Our null hypothesis was that all the pre-miRNAs are physically and compositionally similar and hence performed the KS test with Bonferroni adjustment of various parameters with insects. These parameters are used in various machine learning based pre-miRNA prediction tools19,21,24,39. As the p-value of parameters such as Length, GC content, MFE1, etc. were < 0.05, hence we rejected the null hypothesis and accepted the alternate hypothesis that the pre-miRNA sequences from these groups vary from insects. This indicated a possibility of supervised training for classification of pre-miRNA based on their ancestral origin. Therefore, we also performed Mann Whitney and Levene’s test to check for median and variance of features among the groups. We found that all the 57 features are significant in at least on pair of organisms. Hence, we moved forward with state-of-the-art XGBoost algorithm which can efficiently learn to classify different group data based on given labels.

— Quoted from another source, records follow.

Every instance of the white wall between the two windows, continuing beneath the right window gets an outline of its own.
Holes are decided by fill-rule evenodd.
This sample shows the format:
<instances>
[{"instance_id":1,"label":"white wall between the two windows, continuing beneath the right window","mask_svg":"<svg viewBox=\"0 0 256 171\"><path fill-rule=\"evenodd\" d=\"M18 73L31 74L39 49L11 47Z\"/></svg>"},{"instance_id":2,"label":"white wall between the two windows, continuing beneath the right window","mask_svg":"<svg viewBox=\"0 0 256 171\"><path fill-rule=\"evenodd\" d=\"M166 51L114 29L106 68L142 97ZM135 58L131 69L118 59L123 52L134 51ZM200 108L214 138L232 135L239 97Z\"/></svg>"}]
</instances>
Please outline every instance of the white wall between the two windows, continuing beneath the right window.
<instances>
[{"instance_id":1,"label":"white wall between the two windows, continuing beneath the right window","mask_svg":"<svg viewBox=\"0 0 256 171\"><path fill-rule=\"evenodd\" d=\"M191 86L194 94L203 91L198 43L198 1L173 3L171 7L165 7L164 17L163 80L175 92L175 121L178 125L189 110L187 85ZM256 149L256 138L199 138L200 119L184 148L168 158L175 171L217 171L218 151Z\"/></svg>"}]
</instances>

Feature engineering and model training

The estimation of features which has the maximum contribution in building the model is essential40,41. Our approach initially gave us 34 features after removing highly correlated features. PCA is another widely used dimension reduction technique42,43. Using PCA we selected 14 principal components as shown in the scree plot for the classification model capturing 95% of cumulative explained variance.

Performance evaluation

The performance of XGBoost varied among the groups. Each group had fairly good accuracy however accuracy is often misleading and cannot be considered as best indicator of performance44,45. The predictive model had good specificity for each group. However, only insects, plants, and saurias had sensitivity more than 60%, with insects having the highest at 83.95%. MCC score which estimates all the parameter is a crucial indicator45. The F1 score for all the organism was above 60%.

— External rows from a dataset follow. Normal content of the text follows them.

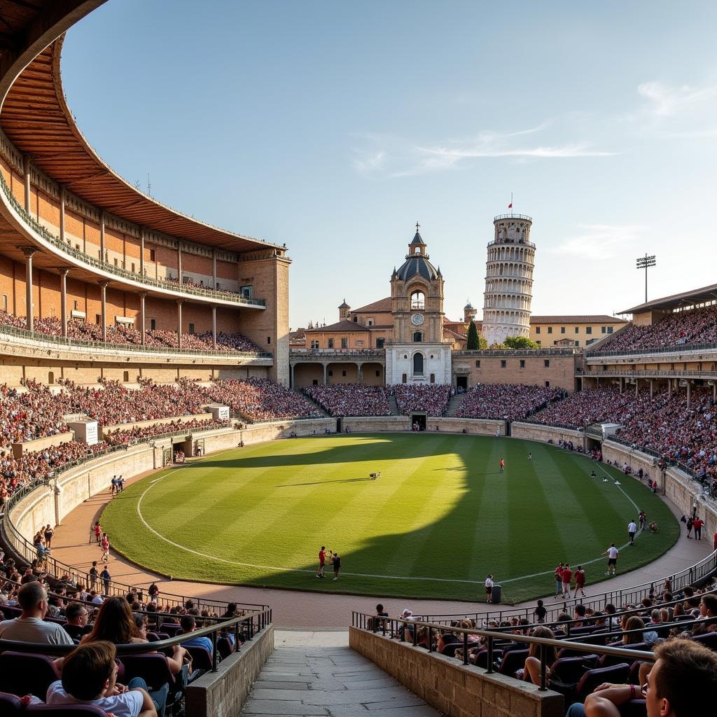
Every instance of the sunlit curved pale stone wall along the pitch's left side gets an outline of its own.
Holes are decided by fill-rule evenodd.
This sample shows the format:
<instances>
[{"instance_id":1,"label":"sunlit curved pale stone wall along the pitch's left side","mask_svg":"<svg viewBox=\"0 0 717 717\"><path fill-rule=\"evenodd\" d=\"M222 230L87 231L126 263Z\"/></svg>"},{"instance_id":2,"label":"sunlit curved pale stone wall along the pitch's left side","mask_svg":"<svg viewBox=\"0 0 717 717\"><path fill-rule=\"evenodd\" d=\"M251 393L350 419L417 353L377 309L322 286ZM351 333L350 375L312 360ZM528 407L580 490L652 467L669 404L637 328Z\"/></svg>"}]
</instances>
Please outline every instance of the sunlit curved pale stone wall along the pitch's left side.
<instances>
[{"instance_id":1,"label":"sunlit curved pale stone wall along the pitch's left side","mask_svg":"<svg viewBox=\"0 0 717 717\"><path fill-rule=\"evenodd\" d=\"M125 424L129 425L129 424ZM242 430L227 431L218 429L192 433L192 440L204 440L204 453L227 450L237 447L240 441L244 445L261 443L279 438L288 438L291 433L297 436L320 435L326 429L336 429L335 419L316 419L306 421L278 421L250 424ZM32 543L36 531L48 523L58 526L70 511L93 495L107 490L113 475L133 478L140 473L157 470L162 467L163 447L171 445L171 439L150 440L126 450L120 450L72 467L58 475L55 481L43 485L28 493L11 509L11 523L24 538ZM87 526L89 535L90 526Z\"/></svg>"}]
</instances>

But MCC of only Monocots and Insects was above 60%.

The AUC values of 0.92, 0.93 and 0.87 of insects, monocots, and reptiles (sauria) respectively, suggest that the parameters we used in XGBoost can classify these organisms.

Conclusion

In this work, we demonstrated the distinct nature of insect pre-miRNA by comparing it against that of other organisms and established that insect pre-miRNAs are significantly different from those of monocots, humans, rodents, ruminants, sauria, dogs, and aves. We further developed a predictive model using the XGBoost classifier, which effectively learned to differentiate pre-miRNA sequences across these organism classes based on a range of sequence and structural features.

In the future, this model can be implemented as a web server or standalone software tool, enabling researchers to rapidly classify unknown pre-miRNA sequences based on their likely taxonomic origin. Such a tool would be particularly valuable for annotating novel or poorly characterized genomes, assisting in evolutionary studies, and guiding experimental validation in non-model organisms. Additionally, expanding the dataset to include more taxa and incorporating deep learning-based feature extraction could further improve prediction accuracy and broaden the model’s applicability.